C’est là peut-être que Clara d’Anduze, la troubadouresse, trouva sa première inspiration... S’il ne nous reste presque rien de son œuvre, elle-même fut chantée par le troubadour Hugues de Saint-Circ. Tout porte à croire, selon Lina Malbos, qu’elle était Sybille, une des filles de Bernard VII d’Anduze, celle qui épousa vers 1200 le co-seigneur d’Alès Raimond Pelet déjà rencontré plus haut. On était vraiment « dans le vent » ici puisque la soeur de Sybille, Adélaïde qui épousa le seigneur de Mercœur, fut chantée, elle, par le célèbre troubadour Pons de Capdeuil. Ces charmantes récréations, la littérature galante qui les animait, manifestaient l’évolution vers un comportement des hommes plus raffiné, un nouvel art de vivre très méridional qui va malheureusement devoir affronter la brutalité arriérée des autres et leurs convoitises.

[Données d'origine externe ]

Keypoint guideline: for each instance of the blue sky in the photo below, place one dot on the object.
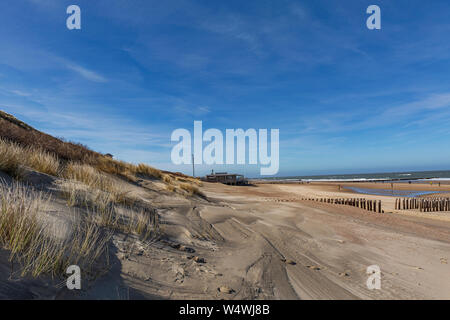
(346, 99)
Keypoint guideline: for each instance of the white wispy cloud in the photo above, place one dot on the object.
(86, 73)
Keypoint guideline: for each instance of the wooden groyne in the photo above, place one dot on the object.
(423, 204)
(369, 205)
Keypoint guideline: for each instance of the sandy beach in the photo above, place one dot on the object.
(262, 243)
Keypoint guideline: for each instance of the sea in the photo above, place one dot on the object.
(397, 177)
(415, 176)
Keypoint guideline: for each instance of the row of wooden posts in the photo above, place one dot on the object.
(370, 205)
(423, 204)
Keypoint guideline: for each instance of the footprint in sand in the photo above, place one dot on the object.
(315, 268)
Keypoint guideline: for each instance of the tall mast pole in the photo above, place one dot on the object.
(193, 168)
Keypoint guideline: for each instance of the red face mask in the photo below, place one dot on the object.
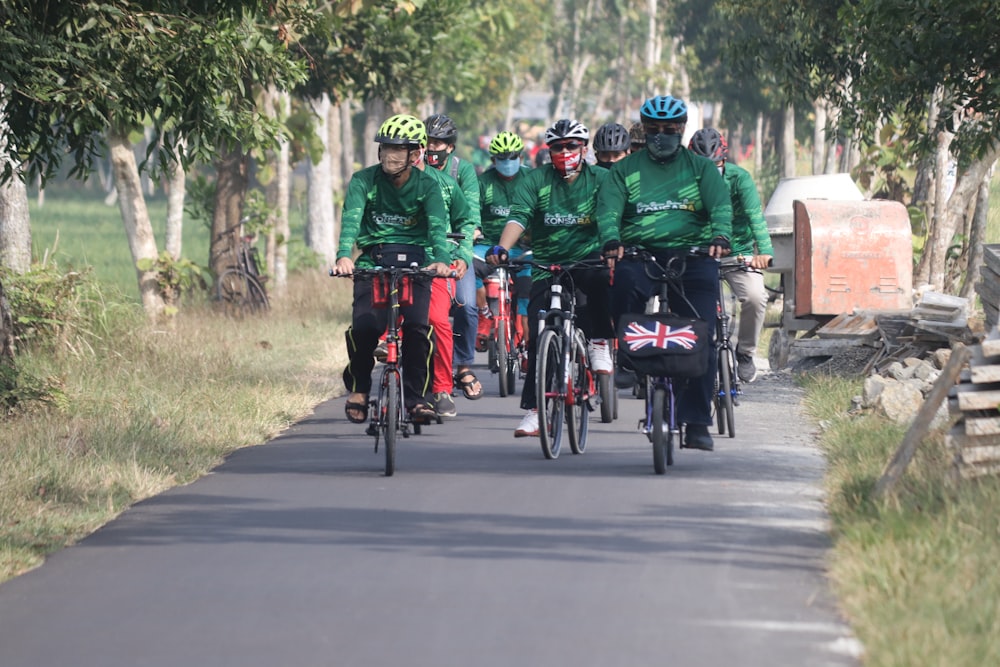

En attendant, de Bernard VII d’Anduze et son épouse Vierne – « Marquise » selon Lina Malbos – sont nés quatre garçons outre les deux filles dont nous venons de parler : l’aîné Pierre-Bermond VI, seigneur de Sauve mais que son père va beaucoup favoriser en s’appuyant sur lui pour ses autres domaines ; le cadet Bernard VIII d’Anduze qui n’aura pas le loisir de s’occuper de cette seigneurie du vivant de son père ni après, car il décèdera la même année que lui. Il jouit de la seigneurie de Portes, en partie Largentières, et des revenus de péages sur Alais ; il eut pour épouse Vierne, riche dame du Luc, de Joyeuse – près de Largentières  –  et de Génolhac.
Les deux derniers fils entrèrent dans les ordres, l’un, Bernard, moine à Mazan et l’autre, Bermond, deviendra évêque de Viviers en continuant à jouer un rôle important dans la famille.